My explorations have been inspired by the work of adrienne maree brown on the idea of emergent strategy - “the way small actions and connections create complex systems, patterns that become ecosystems and societies.” As an agency whose position and privilege can influence a broader network of shift disturbers, how can we model new norms for social change work? And how can we employ our pillars of reflective practice, deep learning and knowledge exchange to support deeper societal shifts through a refocusing upon relationships rather than merely outcomes?
These are questions we are beginning to explore as an agency and within the broader social change movement, but I want to highlight two themes we are reflecting upon as we work to actualize some of these ideas:
Who is at the Table?
CKX has a responsibility to ensure that its spaces are rooted in decolonized approaches and a shared commitment to the redistribution of power and privilege traditionally reserved for an exclusive group of networked and resourced changemakers. Simply put, across a landmass of ten provinces, three territories and over 630 Indigenous Nations, we simply cannot turn to a small handful of voices to speak for all the communities we seek to serve through our work. The stubbornness and stickiness of the status quo is due in part to who is at the table (and not at the table), and how the perspectives they bring shape how the work is approached - a recent American study found that upwards of 80% of senior leaders in the nonprofit sector were white, limiting the perspectives represented at the strategic planning level of many organizations.
How do we honour “nothing about us without us” in how we convene gatherings of diverse shift disturbers?
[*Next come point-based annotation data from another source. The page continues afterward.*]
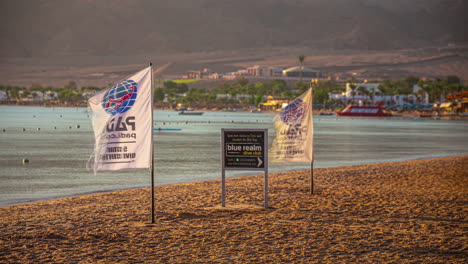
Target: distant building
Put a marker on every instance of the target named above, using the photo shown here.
(306, 72)
(199, 74)
(3, 96)
(274, 103)
(372, 94)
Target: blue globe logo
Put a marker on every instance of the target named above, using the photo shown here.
(120, 98)
(292, 113)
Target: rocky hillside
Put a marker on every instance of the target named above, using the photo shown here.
(38, 28)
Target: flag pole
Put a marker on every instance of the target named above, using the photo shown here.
(312, 145)
(152, 148)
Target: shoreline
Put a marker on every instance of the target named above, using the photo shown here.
(405, 212)
(170, 184)
(317, 112)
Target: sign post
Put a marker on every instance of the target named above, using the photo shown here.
(244, 149)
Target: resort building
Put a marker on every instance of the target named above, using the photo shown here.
(274, 103)
(306, 72)
(361, 93)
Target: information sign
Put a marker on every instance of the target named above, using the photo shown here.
(244, 149)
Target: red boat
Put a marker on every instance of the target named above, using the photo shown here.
(375, 111)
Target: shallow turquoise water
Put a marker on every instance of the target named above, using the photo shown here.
(58, 152)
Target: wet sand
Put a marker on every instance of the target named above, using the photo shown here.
(403, 212)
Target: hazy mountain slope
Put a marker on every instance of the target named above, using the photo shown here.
(31, 28)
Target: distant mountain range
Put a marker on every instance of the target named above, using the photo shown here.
(44, 28)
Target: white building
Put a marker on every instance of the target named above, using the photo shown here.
(3, 96)
(306, 72)
(373, 95)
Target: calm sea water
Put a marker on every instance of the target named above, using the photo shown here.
(58, 152)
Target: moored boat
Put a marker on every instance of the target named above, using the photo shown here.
(369, 111)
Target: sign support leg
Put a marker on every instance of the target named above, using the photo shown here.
(223, 188)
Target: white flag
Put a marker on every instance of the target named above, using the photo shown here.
(122, 123)
(294, 131)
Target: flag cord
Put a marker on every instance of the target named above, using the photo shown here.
(312, 145)
(152, 148)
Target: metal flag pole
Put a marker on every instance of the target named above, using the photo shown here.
(152, 148)
(312, 145)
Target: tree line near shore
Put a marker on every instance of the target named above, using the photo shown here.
(243, 93)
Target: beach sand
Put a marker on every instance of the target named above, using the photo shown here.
(402, 212)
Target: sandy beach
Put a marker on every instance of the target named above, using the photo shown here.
(403, 212)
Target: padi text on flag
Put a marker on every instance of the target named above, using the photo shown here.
(294, 131)
(122, 124)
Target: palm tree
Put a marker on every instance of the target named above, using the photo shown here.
(301, 59)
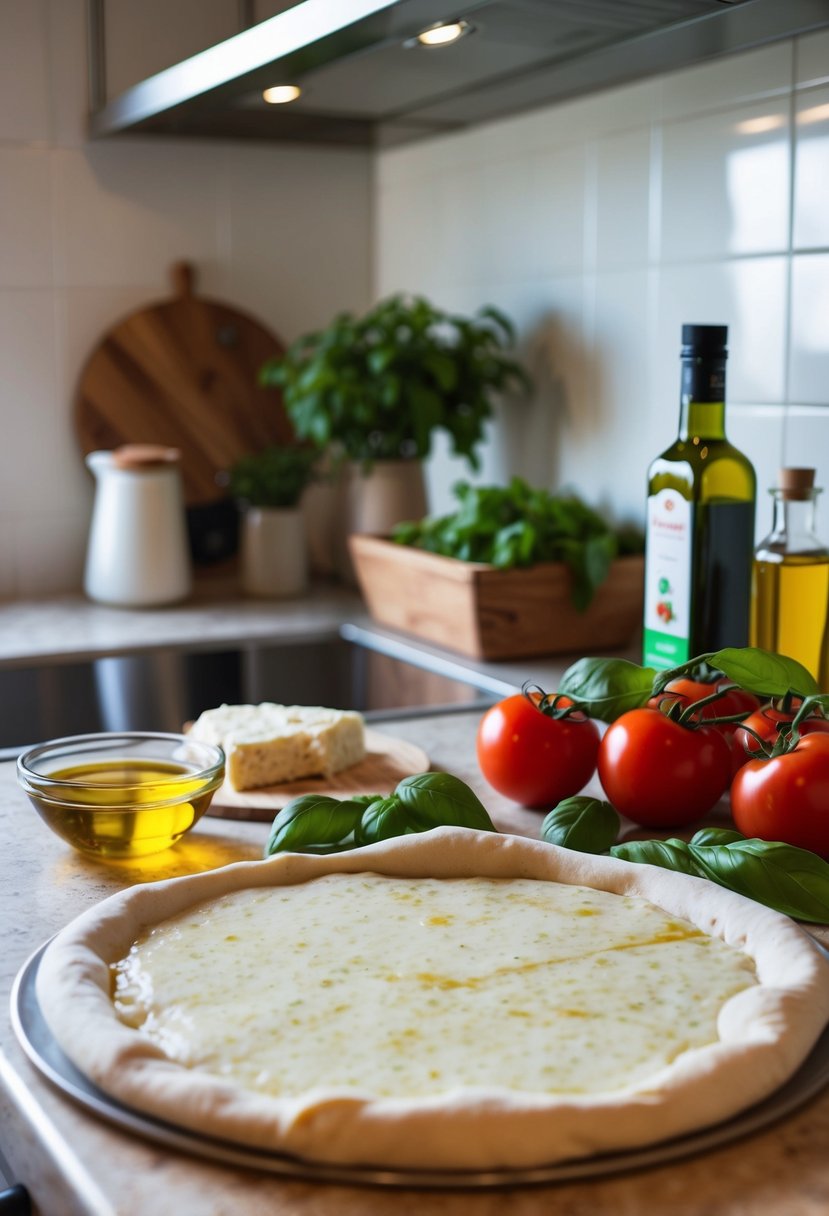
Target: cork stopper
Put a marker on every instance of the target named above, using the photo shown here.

How do we use our platforms and programming to elevate a wide range of voices, consciously stepping back when needed to listen, learn and grow?
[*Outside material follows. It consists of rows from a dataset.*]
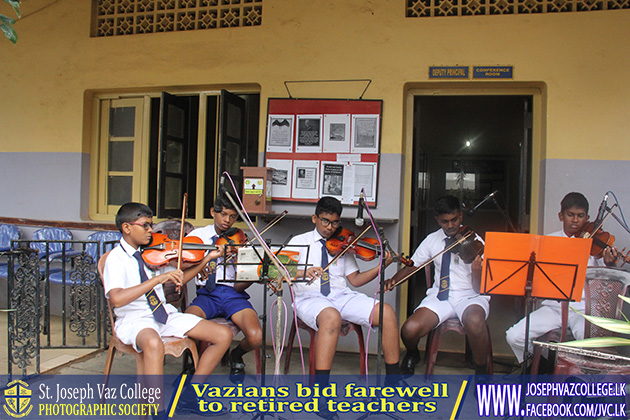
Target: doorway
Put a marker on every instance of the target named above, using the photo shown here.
(479, 149)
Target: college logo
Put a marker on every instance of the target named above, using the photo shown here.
(17, 397)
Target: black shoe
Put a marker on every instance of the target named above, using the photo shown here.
(191, 406)
(482, 380)
(408, 364)
(237, 371)
(396, 381)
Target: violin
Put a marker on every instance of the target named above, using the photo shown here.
(601, 241)
(469, 248)
(162, 250)
(231, 237)
(365, 249)
(406, 261)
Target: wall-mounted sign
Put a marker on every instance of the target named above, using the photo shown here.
(493, 72)
(448, 72)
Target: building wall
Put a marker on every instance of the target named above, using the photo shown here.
(580, 59)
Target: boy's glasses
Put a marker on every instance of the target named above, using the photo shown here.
(326, 222)
(145, 225)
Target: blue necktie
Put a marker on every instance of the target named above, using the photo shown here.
(445, 274)
(324, 282)
(212, 275)
(159, 313)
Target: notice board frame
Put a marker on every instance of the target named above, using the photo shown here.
(323, 147)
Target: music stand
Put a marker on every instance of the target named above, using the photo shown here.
(253, 265)
(534, 266)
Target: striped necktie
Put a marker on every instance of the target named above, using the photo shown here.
(159, 313)
(445, 273)
(212, 275)
(324, 281)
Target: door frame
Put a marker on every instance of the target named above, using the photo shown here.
(538, 92)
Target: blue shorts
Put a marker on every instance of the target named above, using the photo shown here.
(223, 301)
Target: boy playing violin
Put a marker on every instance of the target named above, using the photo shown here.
(226, 299)
(455, 291)
(142, 315)
(326, 299)
(574, 217)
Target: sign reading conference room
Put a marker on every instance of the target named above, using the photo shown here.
(478, 72)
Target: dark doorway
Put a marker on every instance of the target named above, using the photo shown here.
(470, 147)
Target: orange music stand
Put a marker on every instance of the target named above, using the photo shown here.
(534, 266)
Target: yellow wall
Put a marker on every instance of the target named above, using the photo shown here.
(584, 59)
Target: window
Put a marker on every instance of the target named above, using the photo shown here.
(155, 147)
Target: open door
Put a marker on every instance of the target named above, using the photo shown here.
(232, 138)
(175, 163)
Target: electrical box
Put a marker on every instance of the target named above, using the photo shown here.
(257, 189)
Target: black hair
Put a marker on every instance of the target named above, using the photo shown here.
(130, 212)
(446, 204)
(328, 205)
(222, 202)
(574, 199)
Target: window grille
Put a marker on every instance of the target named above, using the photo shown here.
(129, 17)
(439, 8)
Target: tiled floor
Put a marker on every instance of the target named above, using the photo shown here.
(90, 361)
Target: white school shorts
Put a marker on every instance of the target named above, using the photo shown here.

Over the past month, the work of Dorian O. Burton & Brian C.B. Barnes, Aaron Tanaka and Anand Giridharadas, among others, have helped to ground me in the types of questions that inspire me to reimagine what is possible as a social change agency.
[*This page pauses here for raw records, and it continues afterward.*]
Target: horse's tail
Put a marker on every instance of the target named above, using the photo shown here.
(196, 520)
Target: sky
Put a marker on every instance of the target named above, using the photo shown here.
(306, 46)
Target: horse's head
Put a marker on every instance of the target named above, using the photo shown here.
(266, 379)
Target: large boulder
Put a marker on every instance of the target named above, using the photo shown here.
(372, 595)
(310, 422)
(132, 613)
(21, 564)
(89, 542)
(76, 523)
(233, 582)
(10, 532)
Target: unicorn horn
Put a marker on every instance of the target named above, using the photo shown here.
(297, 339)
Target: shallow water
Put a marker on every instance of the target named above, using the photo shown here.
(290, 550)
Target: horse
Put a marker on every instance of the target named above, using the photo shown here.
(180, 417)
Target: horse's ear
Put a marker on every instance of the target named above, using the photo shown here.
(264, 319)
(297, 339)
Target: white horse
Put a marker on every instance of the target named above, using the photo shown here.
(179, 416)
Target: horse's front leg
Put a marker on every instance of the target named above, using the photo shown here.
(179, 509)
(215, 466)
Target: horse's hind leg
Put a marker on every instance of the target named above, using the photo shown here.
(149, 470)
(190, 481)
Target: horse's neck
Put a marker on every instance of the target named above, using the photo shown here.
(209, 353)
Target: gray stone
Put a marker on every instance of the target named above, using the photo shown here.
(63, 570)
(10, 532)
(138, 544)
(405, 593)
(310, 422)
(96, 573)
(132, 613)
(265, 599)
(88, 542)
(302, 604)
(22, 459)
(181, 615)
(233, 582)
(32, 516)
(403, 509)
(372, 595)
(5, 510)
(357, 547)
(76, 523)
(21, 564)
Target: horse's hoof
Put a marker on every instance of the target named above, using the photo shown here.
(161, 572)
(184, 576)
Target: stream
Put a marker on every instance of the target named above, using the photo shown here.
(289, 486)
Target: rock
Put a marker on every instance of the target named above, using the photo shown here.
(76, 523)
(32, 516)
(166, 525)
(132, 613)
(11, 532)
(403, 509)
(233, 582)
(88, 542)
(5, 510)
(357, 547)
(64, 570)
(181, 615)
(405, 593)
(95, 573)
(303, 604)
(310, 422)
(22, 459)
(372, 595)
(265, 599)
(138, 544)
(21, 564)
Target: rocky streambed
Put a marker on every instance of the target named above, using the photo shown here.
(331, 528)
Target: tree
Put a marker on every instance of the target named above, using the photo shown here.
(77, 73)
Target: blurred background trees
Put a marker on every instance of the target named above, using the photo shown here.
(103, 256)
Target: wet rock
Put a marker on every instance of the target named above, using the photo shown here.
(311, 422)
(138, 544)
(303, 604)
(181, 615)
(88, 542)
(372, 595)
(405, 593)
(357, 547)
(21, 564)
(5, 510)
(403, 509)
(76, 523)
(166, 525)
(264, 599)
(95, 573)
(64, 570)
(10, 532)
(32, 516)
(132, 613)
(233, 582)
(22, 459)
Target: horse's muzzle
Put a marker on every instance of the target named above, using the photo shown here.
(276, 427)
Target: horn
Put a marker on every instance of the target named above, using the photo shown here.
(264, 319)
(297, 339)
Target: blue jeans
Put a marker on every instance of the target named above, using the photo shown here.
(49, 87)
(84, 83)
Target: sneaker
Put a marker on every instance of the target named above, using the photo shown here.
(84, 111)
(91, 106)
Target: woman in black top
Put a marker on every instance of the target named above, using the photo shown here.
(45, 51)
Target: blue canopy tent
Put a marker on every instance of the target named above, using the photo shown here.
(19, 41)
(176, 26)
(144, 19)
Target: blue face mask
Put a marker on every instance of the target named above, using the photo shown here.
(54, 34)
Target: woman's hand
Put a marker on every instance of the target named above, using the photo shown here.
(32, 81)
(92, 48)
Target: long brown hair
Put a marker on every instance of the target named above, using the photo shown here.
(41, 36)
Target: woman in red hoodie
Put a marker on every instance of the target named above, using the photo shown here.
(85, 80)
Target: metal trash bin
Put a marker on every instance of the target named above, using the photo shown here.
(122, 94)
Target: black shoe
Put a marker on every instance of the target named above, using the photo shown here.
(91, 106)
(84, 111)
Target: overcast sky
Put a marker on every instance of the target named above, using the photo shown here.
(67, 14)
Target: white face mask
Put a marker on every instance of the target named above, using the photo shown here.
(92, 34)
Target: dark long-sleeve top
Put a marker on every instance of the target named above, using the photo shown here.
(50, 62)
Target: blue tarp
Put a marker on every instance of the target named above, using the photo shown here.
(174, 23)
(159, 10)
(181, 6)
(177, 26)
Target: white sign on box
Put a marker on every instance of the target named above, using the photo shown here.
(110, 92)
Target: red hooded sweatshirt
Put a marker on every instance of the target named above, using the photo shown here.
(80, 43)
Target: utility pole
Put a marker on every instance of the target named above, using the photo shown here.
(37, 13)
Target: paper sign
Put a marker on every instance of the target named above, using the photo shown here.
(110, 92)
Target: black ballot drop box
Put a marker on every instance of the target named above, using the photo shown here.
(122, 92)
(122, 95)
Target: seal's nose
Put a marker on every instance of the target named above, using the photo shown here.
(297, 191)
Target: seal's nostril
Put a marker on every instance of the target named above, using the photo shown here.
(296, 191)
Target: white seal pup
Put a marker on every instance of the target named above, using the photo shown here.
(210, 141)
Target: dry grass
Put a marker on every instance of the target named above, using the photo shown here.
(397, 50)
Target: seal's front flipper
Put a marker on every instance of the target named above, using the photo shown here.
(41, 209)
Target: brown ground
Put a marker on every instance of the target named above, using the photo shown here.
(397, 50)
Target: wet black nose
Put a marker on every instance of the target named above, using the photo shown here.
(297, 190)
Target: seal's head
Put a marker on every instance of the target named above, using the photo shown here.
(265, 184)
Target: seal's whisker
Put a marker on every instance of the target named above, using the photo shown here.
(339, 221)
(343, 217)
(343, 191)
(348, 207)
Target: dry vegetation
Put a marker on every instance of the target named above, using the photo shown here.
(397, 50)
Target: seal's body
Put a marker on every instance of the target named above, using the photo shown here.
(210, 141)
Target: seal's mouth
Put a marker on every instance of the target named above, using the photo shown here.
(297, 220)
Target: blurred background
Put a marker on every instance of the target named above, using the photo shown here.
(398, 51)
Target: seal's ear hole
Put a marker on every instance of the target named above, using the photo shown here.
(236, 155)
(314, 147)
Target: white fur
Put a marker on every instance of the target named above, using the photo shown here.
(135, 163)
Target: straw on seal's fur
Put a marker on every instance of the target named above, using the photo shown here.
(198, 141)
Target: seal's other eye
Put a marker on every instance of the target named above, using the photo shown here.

How do we honour “nothing about us without us” in how we convene gatherings of diverse shift disturbers? How do we use our platforms and programming to elevate a wide range of voices, consciously stepping back when needed to listen, learn and grow? We will soon be launching a series of program offerings which we hope will create the conditions for us to explore these themes more deeply.
Living Our Values
This fall we will also share Living Our Values, an articulation of our commitments to the communities we serve and the ways in which we intend to tangibly put into practice the values we hold. We have chosen our partnership and procurement strategy as a first step for CKX in this work, a space in which we are able to elevate and accelerate the work of values-aligned individuals and organizations.
I’m excited to continue to explore these themes through my role as Program Director at CKX, and am indebted to those that have provided support, guidance and insights around this work so far. And I look forward to hearing from others in the community as to how we can continue to push ourselves to do more (and do it thoughtfully) in the months ahead.